Thanks to BA.com and Charlie R.

... for the upgrade to BA club class on the way out from Johannesburg to London Heathrow. What a way to fly: real comfort, real sleep, real cutlery, real food, real service.

I also have reason to believe that I sat in the same seat that KP - if you're an England / South African cricket fan who'll know who he is - sat in on his way out for the current series. Ooooh *faint*! (no not really, he plays for the other side).

Sadly on the way back from Heathrow everyone who paid for the Club seats showed up and I had to manage in World Traveller, not unlike a long tube (London Underground) ride! Noisy and a lot more squishy. Seriously though BA rocks! Travel with them if you can.

Travel tales, Part 1 - Edinburgh




That's Edin-bur-ah, not Edin-berg. Well it took me 2 days to find someone who spoke with any kind of Scottish accent! So the "bur-ah" vs "berg" story was relayed to me via an American delegate at the Nitrogen deposition workshop I attended. What a culturally diverse city with many many foreign nationals doing the business end of dealing with the public. To start with the young lady in customs at Edinburgh airport (story to be told in person to protect the not so innocent) had family in South Africa, but she hadn't been to visit them yet. And then the hotel I stayed at, on the dodgier side of town, had staff mainly from Eastern Europe. And the lady at Subway(TM) who was from some part of Asia and I struggled to understand her - although she probably wondered where I was from too. I later found out that there are a lot of young Polish people moving to the UK looking for work. The point-at-item-when-there's-no-other-option-system is well in place in Edinburgh.

The weather was typically fine, and much warmer than I expected, for the 3 days we were cooped up inside for meetings. Then the wet weather arrived with a serious gust of wind that blew for the next 1.5 days until I left. I felt really sad for the people in South West Scotland who had their neighbourhoods washed away. At least I could get a train down the east coast and not be too affected by the flooding.

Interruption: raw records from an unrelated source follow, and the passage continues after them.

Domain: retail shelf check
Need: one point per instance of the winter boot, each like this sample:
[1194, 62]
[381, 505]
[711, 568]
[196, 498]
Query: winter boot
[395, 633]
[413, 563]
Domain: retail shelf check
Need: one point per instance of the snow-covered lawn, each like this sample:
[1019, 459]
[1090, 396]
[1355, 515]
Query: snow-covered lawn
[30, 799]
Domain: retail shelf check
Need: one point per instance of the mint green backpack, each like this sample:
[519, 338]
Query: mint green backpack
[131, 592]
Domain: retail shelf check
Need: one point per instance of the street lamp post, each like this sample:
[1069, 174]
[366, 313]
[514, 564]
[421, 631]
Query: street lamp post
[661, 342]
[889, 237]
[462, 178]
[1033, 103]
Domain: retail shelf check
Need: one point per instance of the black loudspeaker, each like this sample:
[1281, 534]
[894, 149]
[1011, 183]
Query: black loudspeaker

I did find a way to spend some time in the wet weather before I left on the train; possibly one of the most amazing museums I've ever visited, Our Dynamic Earth. Loved the interactive style, touching an 'ice-berg' and being shaken by an earthquake, being sprinkled by a rain-shower in the rain-forest and being an astronomer for 20 mins.

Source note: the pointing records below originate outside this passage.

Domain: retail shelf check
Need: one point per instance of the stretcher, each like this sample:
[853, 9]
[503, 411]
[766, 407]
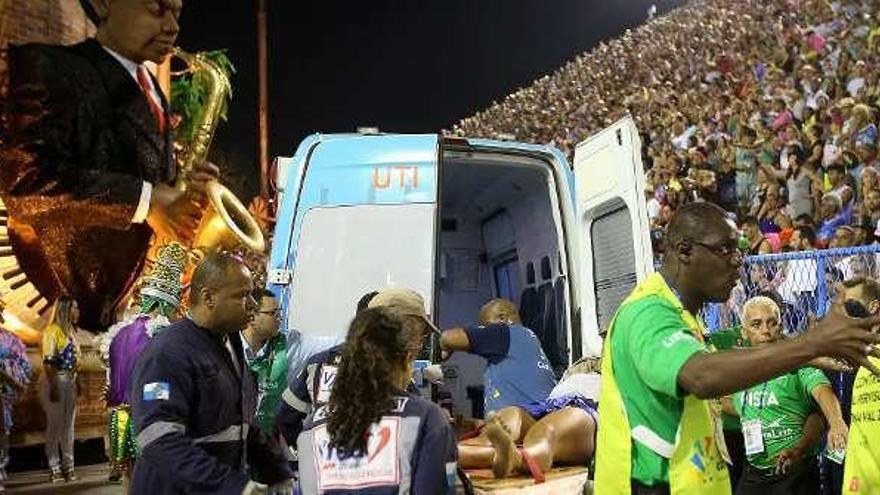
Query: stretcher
[572, 480]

Some photos are in a collection on Flickr.

Oh the workshop went well too: met lots of new contacts, got good feedback on the research our group is doing, and good feedback on my talk too.

Monday, 2 November 2009

Exam are fun...

... when you're the other end of the question. Not the writing end but the assessing end. While invigilating exams can be boring: watching 60 students write for 2 or 3 hours while you twiddle your thumbs and creatively imagine that they're writing sense and that judging by the furious rate of pen-to-teeth-tapping, the eye-rolling and the frantic hand-cramping scribbling that they all rose to the challenge.

The marking can be seen as labourious, spending precious weekend time getting through the ink-filled pages. I had such hope with this year's Functional Ecology exam. And up until the last 2 questions - grant it the longest and highest stakes - they were doing almost too well. Enough to be simultaneously suspicious and proud.

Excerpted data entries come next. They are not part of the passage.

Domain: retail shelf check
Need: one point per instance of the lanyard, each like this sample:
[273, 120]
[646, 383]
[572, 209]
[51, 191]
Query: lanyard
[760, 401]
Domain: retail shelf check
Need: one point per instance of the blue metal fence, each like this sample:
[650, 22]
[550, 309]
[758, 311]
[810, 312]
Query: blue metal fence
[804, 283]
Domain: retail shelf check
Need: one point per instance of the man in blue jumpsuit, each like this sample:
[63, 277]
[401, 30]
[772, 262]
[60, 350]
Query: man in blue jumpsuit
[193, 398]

The dashing of those creative images can be very frustrating. Keeping conscious record of all the "What the heck!?" moments does serve a comic relief purpose. This years best of the 'Real answers to exam questions' is now on view. The names of the innocent have been excluded to protect their dignity.

P.S. The site is not exclusively mine; a bunch of teaching assistants and lecturers have been making light relief of student answers all year. Thanks Luke and Leia for this frustration-outlet!